The benchmark indices closed higher amid a volatile week as markets cheered the Union Budget 2022 which focused on growth.
The Union Budget emphasized on higher capital expenditure and infrastructure spending. The government also gave a push to manufacturing sector, start-ups, green/renewable energy and electric vehicles, boosting market sentiments.
For the week, the Sensex closed 2.53% higher at 58,644.82 and the Nifty closed 2.42% higher 17,516.30.
Among Nifty sector indices, top gainers were Metal [6.7%], Pharma [4.6%], FMCG [3.7%], IT [3.6%] and PSU Bank [3.3%]. All Nifty sector indices closed in green.
Next week, RBI’s policy meeting will be the important event awaited by market participants. The upcoming RBI monetary policy meeting will be held between Feb 7 and Feb 9. The RBI’s commentary on inflation and economic growth will be key factors to watch amid the hawkish stance taken by the US central bank as well as the Bank of England and the European Central Bank increasing benchmark interest rate last week.
Company News
Tata Group Companies
Tata Motors: The company reported a net loss of Rs 1,451 crore in Q3FY22 as against a net loss of Rs 4,415-crore in Q2FY22. For the year-ago quarter, it had posted a net profit of Rs 2,941 crore. The company said that better availability of semiconductors is helping Jaguar Land Rover (JLR) ramp up production. Revenue from operations during the three-month period declined 4 per cent to Rs 72,229 crore as against Rs 75,653 crore in the corresponding period last fiscal.
Titan: The company’s net profit jumped 91 per cent to Rs 1,004 crore in Q3FY22 compared to the year-ago period. Revenue from operations rose 37 per cent YoY to Rs 9,903 crore riding helped by strong consumer demand during the quarter. The total income for the quarter stood at Rs 9,570 crore in the reported quarter from Rs 7324 crore in Q3FY21.

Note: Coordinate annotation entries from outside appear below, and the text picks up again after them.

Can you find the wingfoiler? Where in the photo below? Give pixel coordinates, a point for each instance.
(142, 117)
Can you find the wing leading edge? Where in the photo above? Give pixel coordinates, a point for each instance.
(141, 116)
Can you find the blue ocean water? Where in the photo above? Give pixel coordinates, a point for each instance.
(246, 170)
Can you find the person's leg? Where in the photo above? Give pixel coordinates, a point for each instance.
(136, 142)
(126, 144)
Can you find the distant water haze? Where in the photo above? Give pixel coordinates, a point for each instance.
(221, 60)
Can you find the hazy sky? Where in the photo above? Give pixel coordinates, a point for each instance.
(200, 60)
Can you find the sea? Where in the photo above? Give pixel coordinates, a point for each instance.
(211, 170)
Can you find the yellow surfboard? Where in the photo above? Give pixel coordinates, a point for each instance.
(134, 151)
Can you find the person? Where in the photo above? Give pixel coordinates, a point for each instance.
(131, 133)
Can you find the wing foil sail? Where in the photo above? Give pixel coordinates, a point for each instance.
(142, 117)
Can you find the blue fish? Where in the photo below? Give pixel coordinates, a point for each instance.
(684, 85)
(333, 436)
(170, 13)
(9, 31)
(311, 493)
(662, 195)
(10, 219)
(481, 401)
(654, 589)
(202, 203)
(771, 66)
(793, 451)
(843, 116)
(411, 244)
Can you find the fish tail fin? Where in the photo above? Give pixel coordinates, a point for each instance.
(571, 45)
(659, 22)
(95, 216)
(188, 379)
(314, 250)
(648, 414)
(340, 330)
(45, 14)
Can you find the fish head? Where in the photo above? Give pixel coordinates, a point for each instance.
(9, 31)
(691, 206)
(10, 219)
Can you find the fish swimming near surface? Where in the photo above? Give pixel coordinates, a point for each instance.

Tata Consumer Products Ltd (TCPL): The company reported a 22.19 per cent jump in its consolidated net profit to Rs 290.07 crore for the third quarter ended December 2021, helped by volume-driven growth in the domestic market. The company had posted a net profit of Rs 237.38 crore in the year-ago period. Its revenue from operations in Q3FY22 rose 4.52 per cent to Rs 3,208.38 crore, from Rs 3,069.56 crore in the year-ago period.
Tata Teleservices (Maharashtra) Ltd: The company said it wouldn’t convert interest on dues owed to the government into equity as the interest amount eligible for conversion is much lesser than expected and calculated by the carrier. Tata Tele’s expected and calculated amount was Rs 850 crore compared with DoT’s calculated amount of Rs 195 crore.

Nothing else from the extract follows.